Татьяна Юрьевна никогда не ходит на Литейный. Бог с ним, в самом деле.
Дождь ли, снег ли, она все равно выходит на прогулку, хоть ненадолго, без этого не может. И все чаще огорчается, замечая, как стареют, ветшают некогда блестящие фасады. А уж подъезды!
В один такой ей пришлось недавно зайти. На Каменноостровском ее обогнали девочки, их было трое, старшей, должно быть, лет пять, а самая маленькая с ужасающе кривыми ножками, похоже, едва только научилась ходить.
– Девочки, вы что, одни? – с изумлением спросила Татьяна Юрьевна.
Накрапывал дождь, зажигались фонари. Дети, ничего не ответив, зашли в какой-то подъезд. Татьяна Юрьевна увидела, как старшая пытается поднять маленькую, та еще не может взобраться на ступеньки.
– Боже мой! – воскликнула Татьяна Юрьевна и, решительно войдя, схватила девочку на руки. – Я донесу ее, куда нести?

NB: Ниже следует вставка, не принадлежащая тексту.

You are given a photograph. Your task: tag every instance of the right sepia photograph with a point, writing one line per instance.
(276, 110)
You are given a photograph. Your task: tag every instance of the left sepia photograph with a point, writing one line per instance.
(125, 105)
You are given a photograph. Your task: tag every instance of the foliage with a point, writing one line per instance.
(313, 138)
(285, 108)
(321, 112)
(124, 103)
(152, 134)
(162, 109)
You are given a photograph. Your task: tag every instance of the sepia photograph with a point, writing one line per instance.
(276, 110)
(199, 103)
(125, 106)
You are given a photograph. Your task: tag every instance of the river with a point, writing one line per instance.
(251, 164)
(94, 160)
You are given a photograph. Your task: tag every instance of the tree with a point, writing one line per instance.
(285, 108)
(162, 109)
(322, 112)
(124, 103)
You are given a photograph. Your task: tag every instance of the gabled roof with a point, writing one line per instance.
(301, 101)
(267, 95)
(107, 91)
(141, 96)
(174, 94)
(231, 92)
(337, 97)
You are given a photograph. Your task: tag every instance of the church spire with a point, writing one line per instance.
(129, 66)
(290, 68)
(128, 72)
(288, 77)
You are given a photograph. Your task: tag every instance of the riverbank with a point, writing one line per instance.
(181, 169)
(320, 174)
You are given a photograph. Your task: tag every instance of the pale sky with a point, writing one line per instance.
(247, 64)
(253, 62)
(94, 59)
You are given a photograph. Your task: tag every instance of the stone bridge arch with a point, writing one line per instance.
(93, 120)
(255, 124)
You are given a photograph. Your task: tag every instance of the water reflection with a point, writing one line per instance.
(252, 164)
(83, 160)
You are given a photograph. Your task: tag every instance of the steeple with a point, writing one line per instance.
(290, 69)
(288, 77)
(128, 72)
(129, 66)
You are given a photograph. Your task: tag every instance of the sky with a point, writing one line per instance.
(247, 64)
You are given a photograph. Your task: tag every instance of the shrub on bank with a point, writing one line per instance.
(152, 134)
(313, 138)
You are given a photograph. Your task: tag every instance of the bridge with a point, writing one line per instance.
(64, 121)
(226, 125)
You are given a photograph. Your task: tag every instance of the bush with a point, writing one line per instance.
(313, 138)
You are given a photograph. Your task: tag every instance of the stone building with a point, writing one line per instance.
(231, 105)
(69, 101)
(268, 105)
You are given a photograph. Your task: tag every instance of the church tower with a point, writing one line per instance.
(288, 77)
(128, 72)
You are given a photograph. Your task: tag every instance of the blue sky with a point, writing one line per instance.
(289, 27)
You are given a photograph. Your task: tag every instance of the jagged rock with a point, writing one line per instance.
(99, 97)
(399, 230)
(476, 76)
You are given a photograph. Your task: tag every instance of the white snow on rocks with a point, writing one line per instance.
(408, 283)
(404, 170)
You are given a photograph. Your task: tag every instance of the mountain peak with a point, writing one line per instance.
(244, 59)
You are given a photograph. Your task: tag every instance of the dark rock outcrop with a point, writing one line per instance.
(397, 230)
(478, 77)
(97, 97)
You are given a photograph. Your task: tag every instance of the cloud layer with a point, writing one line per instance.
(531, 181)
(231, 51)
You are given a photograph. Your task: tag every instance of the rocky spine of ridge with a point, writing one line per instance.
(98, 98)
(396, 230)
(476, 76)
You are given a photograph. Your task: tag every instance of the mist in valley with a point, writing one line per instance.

– Высе, – ответила средняя.
Пошли выше. Татьяна Юрьевна слегка задыхалась. Широкая лестница, обшарпанная, грязная, высокие двери, некогда покрытые лаком, утыканные кнопками звонков. Девочки нажали одну из них и долго ждали, пока им откроют. Ждала и Татьяна Юрьевна. Наконец послышались шаги, и высунулась женщина, держась за дверь и кося глазами.
– Ну?
Дети вошли.
«Вся жизнь, как этот подъезд, – содрогаясь, думала Татьяна Юрьевна. – Выщербленный, грязный». Идти пешком уже не было сил, и она села в троллейбус, чтобы доехать до Тучкова моста.
За мостом остановилась передохнуть. Вот церковь, в которой крестили Никиту. В войну, в блокаду, здесь испытывали авиационные моторы, их рев разносился по всей округе, а сейчас в церкви темно и тихо. И на душе у нее темно и тихо. Восемь лет! Безжалостный, жестокий, немыслимый срок! Как ей дожить его?!
Только в лагере оно исчезло, так мучившее всю жизнь чувство стыда. Уже с утра, как после перепоя, вкус стыда во рту. Как после перепоя, когда не помнишь, что кому сказал, но наверняка обидел, оскорбил. Боже мой, застрелиться!
А в лагере (Никита даже удивлялся) это чувство пропало. Будто расплатился за все вины, за все мерзости, в которых участвовал. Сидел на собрании, когда клеймили космополитов. Студент, мальчишка, первый курс, но сидел же и думал, что так надо!
Потом уже не думал так, уже ясно было, что – черное, что – белое, но и потом столько всего пропустил мимо ушей и сердца!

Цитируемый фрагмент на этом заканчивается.